The decree by US President Joe Biden on December 29 will effectively end Kampala’s ability to export certain commodities to the US without added tax.
It could have a serious impact on the Ugandan economy, which has significantly benefited from the programme since its establishment in 2000.
“Gross violations of human rights”
The decision was made after Uganda passed its controversial Anti-Homosexuality Act last year, a law which could impose life imprisonment or even the death penalty for same sex conduct.
In October, Biden said that Uganda’s removal from Agoa was due to “gross violations of internationally recognised human rights.”

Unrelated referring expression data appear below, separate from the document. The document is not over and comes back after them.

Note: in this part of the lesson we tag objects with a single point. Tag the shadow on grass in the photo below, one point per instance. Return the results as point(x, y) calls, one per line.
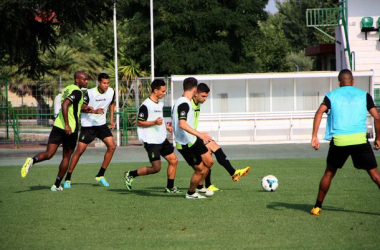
point(33, 188)
point(307, 208)
point(158, 193)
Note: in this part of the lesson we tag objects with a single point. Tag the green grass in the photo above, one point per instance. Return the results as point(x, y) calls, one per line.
point(241, 216)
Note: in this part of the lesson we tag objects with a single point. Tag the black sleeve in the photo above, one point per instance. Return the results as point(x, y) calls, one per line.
point(326, 102)
point(143, 113)
point(86, 98)
point(370, 103)
point(75, 96)
point(113, 98)
point(183, 110)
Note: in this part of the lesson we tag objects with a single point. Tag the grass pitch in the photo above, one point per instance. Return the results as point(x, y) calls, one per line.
point(241, 216)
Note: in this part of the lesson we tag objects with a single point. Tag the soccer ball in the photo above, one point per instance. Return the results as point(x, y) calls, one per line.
point(269, 183)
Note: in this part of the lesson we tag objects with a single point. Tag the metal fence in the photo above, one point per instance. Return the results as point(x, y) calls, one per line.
point(28, 118)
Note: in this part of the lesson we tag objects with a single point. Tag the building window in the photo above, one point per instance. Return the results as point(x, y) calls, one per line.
point(223, 102)
point(310, 100)
point(257, 102)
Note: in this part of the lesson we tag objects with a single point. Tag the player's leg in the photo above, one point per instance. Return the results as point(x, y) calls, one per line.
point(336, 158)
point(55, 139)
point(80, 149)
point(223, 160)
point(111, 147)
point(375, 175)
point(153, 151)
point(324, 184)
point(68, 144)
point(105, 134)
point(172, 169)
point(198, 175)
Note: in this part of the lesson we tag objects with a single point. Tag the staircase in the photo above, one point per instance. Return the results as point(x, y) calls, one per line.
point(366, 53)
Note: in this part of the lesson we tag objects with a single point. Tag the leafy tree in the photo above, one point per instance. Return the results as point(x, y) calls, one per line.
point(270, 48)
point(30, 27)
point(198, 36)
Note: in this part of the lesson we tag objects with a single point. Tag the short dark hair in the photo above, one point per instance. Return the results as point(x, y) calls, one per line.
point(103, 76)
point(189, 83)
point(344, 75)
point(78, 73)
point(157, 84)
point(203, 88)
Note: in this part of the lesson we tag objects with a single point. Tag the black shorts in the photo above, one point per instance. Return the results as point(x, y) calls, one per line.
point(362, 156)
point(193, 154)
point(155, 150)
point(58, 136)
point(88, 134)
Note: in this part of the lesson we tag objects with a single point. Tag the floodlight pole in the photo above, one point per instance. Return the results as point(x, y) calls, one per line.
point(116, 78)
point(151, 40)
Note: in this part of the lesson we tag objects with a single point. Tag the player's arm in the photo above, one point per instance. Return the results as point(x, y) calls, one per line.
point(317, 122)
point(112, 111)
point(65, 113)
point(142, 118)
point(372, 109)
point(183, 110)
point(74, 97)
point(85, 108)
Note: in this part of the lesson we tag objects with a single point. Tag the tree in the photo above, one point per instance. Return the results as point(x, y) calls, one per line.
point(198, 36)
point(31, 27)
point(271, 47)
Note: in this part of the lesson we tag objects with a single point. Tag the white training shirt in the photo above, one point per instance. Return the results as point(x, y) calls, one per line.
point(97, 100)
point(150, 111)
point(183, 110)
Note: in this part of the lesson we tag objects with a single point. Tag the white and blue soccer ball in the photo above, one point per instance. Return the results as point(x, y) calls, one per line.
point(269, 183)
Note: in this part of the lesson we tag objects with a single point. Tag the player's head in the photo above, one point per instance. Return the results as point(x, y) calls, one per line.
point(202, 93)
point(158, 88)
point(345, 78)
point(80, 78)
point(190, 85)
point(103, 81)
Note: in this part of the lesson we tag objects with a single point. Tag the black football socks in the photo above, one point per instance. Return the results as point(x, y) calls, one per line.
point(101, 172)
point(223, 160)
point(208, 179)
point(133, 173)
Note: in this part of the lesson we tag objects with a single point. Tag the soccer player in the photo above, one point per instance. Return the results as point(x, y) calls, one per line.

“Despite intensive engagement between the United States and the Central African Republic, Gabon, Niger, and Uganda, these countries have failed to address United States concerns about their non-compliance with the Agoa eligibility criteria,” Biden said in a letter to the speaker of the US House of Representatives.
Agoa gives eligible sub-Saharan African countries duty-free access to the US for more than 1,800 products.
It is set to expire in December 2025, although the US has signaled intentions to extend it.
Under the deal, Uganda has mostly exported agriculture goods, as well as textiles, duty-free to the United States.
Over 80 per cent of the East African country’s exports to the US were from the agricultural sector, which employs about 72 percent of the workforce.
Its expulsion from Agoa could now lead to thousands of job losses, and a decline in economic growth.
In the 12 months to June 2023, Uganda’s exports to the US under AGOA amounted to $8.2 million, about 11.5 percent of its total exports to the US in the same period, totaling $70.7 million.